Japanese Media Claims That “Squid Game”‘s Popularity Was Only Possible Due To “Chart Manipulation”

The author claimed the show’s ranking can be manipulated “just like K-Pop.”

Squid Game has been continuing to impress with its record breaking viewership reach, as the series maintains its hype despite it having premiered over a month ago. As positive as the overall response as been so far, however, there have been a few negative reactions to the global success of the K-Drama.

Poster for “Squid Game.”

According to reports, the Japanese media have been downplaying the success of Squid Game, sharing numerous reasons why they believe the series is not as popular as the media wants you to believe. Japanese economic site Modern Business recently shared with their public “3 reasons why people are actually not addicted to it.”

The author of this publication, Naoko Yamamoto began to make claims that while the “number of viewings are high in Japan,” the show did not elicit a great response from the viewers. She then revealed that all the articles that mention Squid Game seemed to generate less than 100 comments, which according to Naoko Yamamoto is “an indication of the level of interest that the people have.”

Pink bodyguards in “Squid Game” | Netflix

She continued with her claims, stating that the entire Japanese entertainment industry is not interested in mega-hit Korean production because “death game genre productions, such as Squid Game have been done before [in Japan].” The Modern Business author listed Kaiji and Battle Royale as the two Japanese productions that have a similar premise as Squid Game, but they did not receive a positive response from the global public.

In addition to that, Naoko Yamamoto shared her true thoughts on the series’ success, stating that the “ranking can be manipulated.” She continued by stating that South Korea has the ability to manipulate the charts, “like they do with K-Pop.” 

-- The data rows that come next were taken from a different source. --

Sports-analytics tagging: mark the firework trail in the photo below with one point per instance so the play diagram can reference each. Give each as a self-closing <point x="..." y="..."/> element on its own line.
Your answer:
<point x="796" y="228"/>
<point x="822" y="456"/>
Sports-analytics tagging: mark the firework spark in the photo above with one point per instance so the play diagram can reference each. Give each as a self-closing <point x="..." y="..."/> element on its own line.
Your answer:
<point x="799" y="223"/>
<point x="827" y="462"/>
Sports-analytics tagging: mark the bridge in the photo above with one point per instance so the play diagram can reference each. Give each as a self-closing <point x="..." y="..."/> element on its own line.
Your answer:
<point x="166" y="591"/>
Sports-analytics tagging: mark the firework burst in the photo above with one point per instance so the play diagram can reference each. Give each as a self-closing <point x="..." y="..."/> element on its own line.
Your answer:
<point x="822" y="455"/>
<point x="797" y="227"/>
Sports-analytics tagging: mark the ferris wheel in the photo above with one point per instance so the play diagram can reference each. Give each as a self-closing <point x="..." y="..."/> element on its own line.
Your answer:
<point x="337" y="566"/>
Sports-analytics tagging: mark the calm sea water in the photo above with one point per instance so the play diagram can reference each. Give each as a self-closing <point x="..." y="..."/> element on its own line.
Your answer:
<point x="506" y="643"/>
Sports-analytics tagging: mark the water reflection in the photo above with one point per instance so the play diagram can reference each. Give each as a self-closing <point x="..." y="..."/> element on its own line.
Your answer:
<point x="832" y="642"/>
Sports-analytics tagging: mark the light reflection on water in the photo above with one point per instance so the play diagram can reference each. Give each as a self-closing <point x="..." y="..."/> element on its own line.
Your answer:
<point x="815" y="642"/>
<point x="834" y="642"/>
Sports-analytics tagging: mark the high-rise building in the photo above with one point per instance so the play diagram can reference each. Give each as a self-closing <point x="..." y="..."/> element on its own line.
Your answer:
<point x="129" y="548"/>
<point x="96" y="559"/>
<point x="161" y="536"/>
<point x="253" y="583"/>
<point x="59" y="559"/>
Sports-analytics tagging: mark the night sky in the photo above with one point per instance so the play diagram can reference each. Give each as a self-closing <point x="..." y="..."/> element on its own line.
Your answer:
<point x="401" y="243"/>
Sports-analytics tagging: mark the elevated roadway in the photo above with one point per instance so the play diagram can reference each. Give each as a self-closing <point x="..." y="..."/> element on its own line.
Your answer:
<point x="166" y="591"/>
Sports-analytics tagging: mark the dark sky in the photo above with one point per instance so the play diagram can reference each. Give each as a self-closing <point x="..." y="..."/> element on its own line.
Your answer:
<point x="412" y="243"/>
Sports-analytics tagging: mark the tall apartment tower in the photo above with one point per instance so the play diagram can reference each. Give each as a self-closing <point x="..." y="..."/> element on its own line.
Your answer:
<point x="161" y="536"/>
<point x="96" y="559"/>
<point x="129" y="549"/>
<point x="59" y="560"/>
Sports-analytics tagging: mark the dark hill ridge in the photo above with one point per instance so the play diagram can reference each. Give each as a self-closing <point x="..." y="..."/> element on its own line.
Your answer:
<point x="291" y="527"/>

Still from “Squid Game” | Netflix

Following the release of this Modern Business‘s publication, Korean netizens criticized Naoko Yamamoto’s claims, commenting that she wrote it out of “jealousy.”

| theqoo
  • “They’re the ones who always say South Korea has no money and are worthless, but whenever something big happens, they’re the first ones to say South Korea uses their money to manipulate charts…”
  • “Uh huh, sure hahahaha”
  • “They already had so much inferiority complex because of our success with the Billboard Awards and movie ceremonies, but now since even our dramas are doing well, they can’t take it anymore can they? Hahaha”
  • “They can’t actually believe that their dramas, movies, and lack of popularity are due to chart manipulation, do they? Please get a reality check ㅠ.ㅠ I pity them.”
  • “The way they attempted to expose us is really distasteful. Such a tacky country.”
  • “They’re going crazy out of jealousy ha”
  • “Manipulation? She doesn’t seem right in her mind.”
Still from “Squid Game” | Netflix

Squid Game became an incredible headliner overnight, as the series received global success all over the world in record time. The South Korean drama became Netflix’s biggest series launch, reaching 111 million fans and households. The dystopian series overthrew its previous successor, Bridgerton by 29 million as it went on to dominate record after record.